Uzayın derinliklerinde dolaşan binlerce bilinç zincirlerinden kopmuş özgürce salınıyor. Bazıları
yalnızca birkaç dakikadır orada, bazılarıysa yıllardır... Kimi bu özgürlükten memnun, çok
aşağılarda uyuyan bedenine geri dönmek istemiyor; kimi ise istemesine rağmen geri dönemiyor.
Hepsinin ayrı bir hikâyesi var. Binlerce, milyonlarca hikâyenin küçük, minik birer parçası onlar.
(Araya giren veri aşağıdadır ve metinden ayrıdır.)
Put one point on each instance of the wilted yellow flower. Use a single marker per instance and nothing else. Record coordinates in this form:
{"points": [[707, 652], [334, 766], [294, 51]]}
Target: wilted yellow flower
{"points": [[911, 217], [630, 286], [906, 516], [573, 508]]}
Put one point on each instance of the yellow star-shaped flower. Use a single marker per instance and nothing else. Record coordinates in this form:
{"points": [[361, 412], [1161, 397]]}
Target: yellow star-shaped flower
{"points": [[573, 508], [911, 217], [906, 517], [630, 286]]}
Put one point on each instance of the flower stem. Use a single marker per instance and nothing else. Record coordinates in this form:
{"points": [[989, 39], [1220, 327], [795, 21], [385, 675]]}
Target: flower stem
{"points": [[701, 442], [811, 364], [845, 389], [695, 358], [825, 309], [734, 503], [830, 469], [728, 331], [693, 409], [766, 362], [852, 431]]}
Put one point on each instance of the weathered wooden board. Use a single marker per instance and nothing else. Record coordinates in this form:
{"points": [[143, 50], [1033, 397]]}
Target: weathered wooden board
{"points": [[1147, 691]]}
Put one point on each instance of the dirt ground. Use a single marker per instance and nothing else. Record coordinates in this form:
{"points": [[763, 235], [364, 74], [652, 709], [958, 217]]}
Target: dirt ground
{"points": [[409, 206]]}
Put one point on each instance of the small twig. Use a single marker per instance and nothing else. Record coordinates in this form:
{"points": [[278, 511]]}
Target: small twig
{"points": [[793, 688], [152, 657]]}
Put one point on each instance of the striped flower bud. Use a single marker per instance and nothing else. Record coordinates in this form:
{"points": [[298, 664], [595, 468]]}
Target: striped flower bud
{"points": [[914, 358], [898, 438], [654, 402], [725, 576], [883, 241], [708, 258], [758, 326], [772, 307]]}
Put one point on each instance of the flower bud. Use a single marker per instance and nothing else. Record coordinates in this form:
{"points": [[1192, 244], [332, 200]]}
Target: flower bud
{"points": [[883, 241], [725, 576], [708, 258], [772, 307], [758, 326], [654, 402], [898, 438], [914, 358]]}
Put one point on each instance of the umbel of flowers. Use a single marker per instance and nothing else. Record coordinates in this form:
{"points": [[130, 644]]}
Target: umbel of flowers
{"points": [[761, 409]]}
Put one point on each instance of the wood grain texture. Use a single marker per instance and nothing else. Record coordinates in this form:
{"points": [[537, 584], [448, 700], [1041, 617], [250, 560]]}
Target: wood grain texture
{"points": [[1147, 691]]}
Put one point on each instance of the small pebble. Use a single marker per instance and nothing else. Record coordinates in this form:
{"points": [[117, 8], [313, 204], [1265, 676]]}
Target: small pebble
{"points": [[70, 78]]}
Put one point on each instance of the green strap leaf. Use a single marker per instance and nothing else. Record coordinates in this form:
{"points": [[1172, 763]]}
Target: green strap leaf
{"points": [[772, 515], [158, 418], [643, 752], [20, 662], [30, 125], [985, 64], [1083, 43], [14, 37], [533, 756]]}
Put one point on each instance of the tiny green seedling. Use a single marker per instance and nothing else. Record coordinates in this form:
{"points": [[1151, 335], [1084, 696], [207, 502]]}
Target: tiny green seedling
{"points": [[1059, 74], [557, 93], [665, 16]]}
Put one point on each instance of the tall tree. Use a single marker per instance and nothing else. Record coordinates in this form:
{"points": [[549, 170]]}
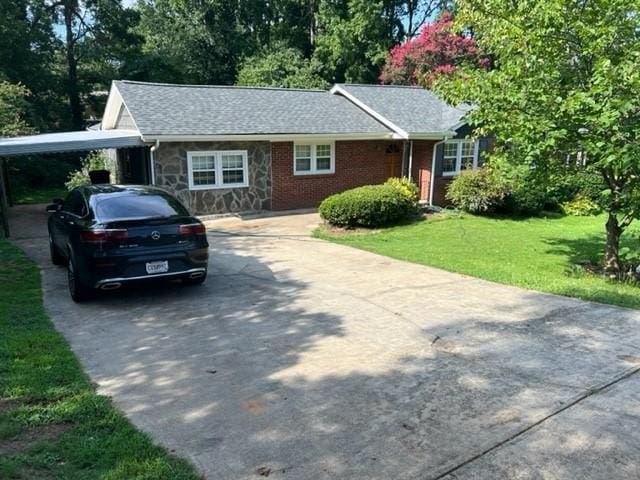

Ama bizim hikâyemiz sadece bir tanesiyle başlıyor. İşte orada, hissiz boşlukta salınıyor...
Sesimi duyan var mı?
Bir milleti ortak acı paydasında buluşturan, içine binlerce hayatı, binlerce ölümü, binlerce
hikâyeyi sığdıran, hem unutulmak istenen hem de hatırlanması gereken tek cümle belki de...
Duyduğumuz anda o geceki gökyüzünü, yıldızların eşsiz ve biraz da ürkütücü görüntüsünü ve
zamanın bükülebilir olduğunu ispatlayan o bitmek bilmez kırk beş saniyeyi hatırlatıyor hepimize.
Sonrası malum... Peki ya öncesi? Duvarların altında kalan kaç hayal vardı, hiç merak ettiniz mi?
Canavarların Serbest Kaldığı Gün, umudu ve umutsuzluğu, güveni ve korkuyu, hayatı ve ölümü
bizlere çarpıcı bir gerçeklikle aktaran, 17 Ağustos Depremi öncesinde ve sonrasında yaşanan
başka başka hayatların öyküsü. Sarsıyor, titretiyor ve yavaş yavaş bizi içine çekiyor. Kendimizi
girdaba bırakıyoruz ve hikâye başlıyor.